Le rapport 2025 de Pure Storage, nourri par une enquête multinationale, met en lumière les défis opérationnels, juridiques et politiques de la souveraineté des données. Mais à rebours des discours d’équilibre entre cloud public et infrastructures souveraines, ce sont les paradoxes du numérique mondialisé qui s’imposent : flou des définitions, dépendances industrielles et contradictions stratégiques. Décryptage.

Publié à l’automne 2025, le rapport « Data Sovereignty : A New Era » a été élaboré par Pure Storage avec l’appui de l’Université de technologie de Sydney. Il s’appuie sur une enquête qualitative conduite entre juillet et août 2025, auprès de vingt-deux décideurs issus de neuf pays, principalement en Europe et en Asie-Pacifique.
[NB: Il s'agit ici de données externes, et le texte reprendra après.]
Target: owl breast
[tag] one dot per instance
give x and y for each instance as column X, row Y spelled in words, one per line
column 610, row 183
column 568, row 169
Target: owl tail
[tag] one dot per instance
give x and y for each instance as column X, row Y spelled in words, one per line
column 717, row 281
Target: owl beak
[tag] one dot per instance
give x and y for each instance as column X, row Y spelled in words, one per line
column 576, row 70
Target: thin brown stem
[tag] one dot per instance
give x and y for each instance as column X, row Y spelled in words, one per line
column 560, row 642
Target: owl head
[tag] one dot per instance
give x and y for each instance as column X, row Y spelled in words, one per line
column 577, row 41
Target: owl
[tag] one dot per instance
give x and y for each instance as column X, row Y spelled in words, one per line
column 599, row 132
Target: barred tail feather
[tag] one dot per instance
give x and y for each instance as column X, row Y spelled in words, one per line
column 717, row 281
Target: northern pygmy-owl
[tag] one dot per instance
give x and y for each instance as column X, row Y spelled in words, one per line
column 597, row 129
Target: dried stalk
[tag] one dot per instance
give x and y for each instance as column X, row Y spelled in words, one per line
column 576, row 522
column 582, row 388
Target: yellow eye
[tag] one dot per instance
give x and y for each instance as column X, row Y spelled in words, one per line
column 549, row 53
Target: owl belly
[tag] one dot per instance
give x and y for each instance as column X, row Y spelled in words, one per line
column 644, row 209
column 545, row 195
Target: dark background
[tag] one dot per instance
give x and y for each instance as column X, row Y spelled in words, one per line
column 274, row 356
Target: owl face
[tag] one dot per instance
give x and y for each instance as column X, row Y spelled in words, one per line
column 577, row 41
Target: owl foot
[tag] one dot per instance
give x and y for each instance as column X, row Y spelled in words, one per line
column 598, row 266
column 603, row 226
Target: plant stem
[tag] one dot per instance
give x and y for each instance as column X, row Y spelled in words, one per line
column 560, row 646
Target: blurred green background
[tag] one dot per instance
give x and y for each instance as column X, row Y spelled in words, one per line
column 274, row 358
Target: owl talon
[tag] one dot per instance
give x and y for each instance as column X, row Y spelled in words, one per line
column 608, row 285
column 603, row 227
Ces entretiens semi-directifs, menés auprès de DSI, d’experts en IA, de responsables de la gouvernance des données et de dirigeants de grandes entreprises, visent à capter le « climat de perception » autour de la souveraineté numérique.

Dès l’introduction, les auteurs rappellent que la souveraineté ne peut plus être considérée comme un enjeu secondaire : « La souveraineté des données est au centre des préoccupations des gouvernements, des régulateurs et des entreprises. » L’objectif affiché est d’« attirer l’attention sur les risques liés à l’inaction et souligner l’urgence d’agir ». Ce positionnement oriente la grille d’analyse du rapport, qui fait de la souveraineté un impératif de résilience, de conformité et de compétitivité.

Les résultats sont éloquents : la souveraineté est devenue une préoccupation mondiale. pour 92 % des participants, qui estiment que le manque de prise en compte de la souveraineté des données peut « nuire à la réputation » de l’entreprise, et 85 % redoutent une « perte de confiance client ». Un expert australien en IA ajoute : « De plus en plus, il devient difficile de confier des données sensibles à l’un des grands fournisseurs mondiaux. »

La souveraineté est une préoccupation mondiale ...

Contrairement à une idée largement véhiculée par certains fournisseurs américains, la souveraineté numérique n’est pas une obsession bureaucratique propre à l’Europe. Loin d’être une exception européenne, cette inquiétude s’étend aujourd’hui à l’ensemble des régions connectées. L’enquête menée par Pure Storage, qui exclut volontairement les États-Unis, montre au contraire que les enjeux de localisation, de contrôle des données, et d’indépendance stratégique sont devenus des préoccupations transversales, partagées par les entreprises en France, en Allemagne, au Royaume-Uni, mais aussi en Inde, au Japon, à Singapour, en Australie ou en Corée du Sud.

Ce constat est largement partagé dans l’enquête. Un expert australien en gouvernance IA souligne ainsi que « la souveraineté des données est en train de redéfinir les frontières mêmes de ce que signifie protéger l’information ». Un responsable néo-zélandais enfonce le clou : « Si vous perdez l’accès à votre logiciel ou au format de vos données, votre souveraineté est illusoire. » Même son de cloche du côté des dirigeants britanniques, qui alertent sur l’incapacité croissante à confier des informations sensibles « dans un monde géopolitiquement incertain ».

... et un enjeu systémique

Cette convergence démontre que la souveraineté des données est devenue un enjeu systémique, qui dépasse les clivages culturels ou réglementaires. Si l’Europe formalise davantage ses exigences via des textes comme le RGPD, DORA, le Data Act ou l’AI Act, elle n’est plus seule à structurer sa gouvernance numérique. Le rapport souligne par exemple que Singapour, l’Inde et le Japon ont renforcé leurs législations pour s’aligner partiellement sur les standards européens.

En mettant en lumière ces préoccupations communes, l’étude invalide l’idée que l’Europe ferait figure d’exception ou d’entrave. Elle montre au contraire que la souveraineté numérique est devenue une priorité partagée, qui redéfinit les équilibres entre innovation, gouvernance, dépendances industrielles et ordres juridiques. La question n’est plus de savoir si la souveraineté est nécessaire, mais comment en garantir les conditions effectives, dans un monde où l’interdépendance est devenue la norme.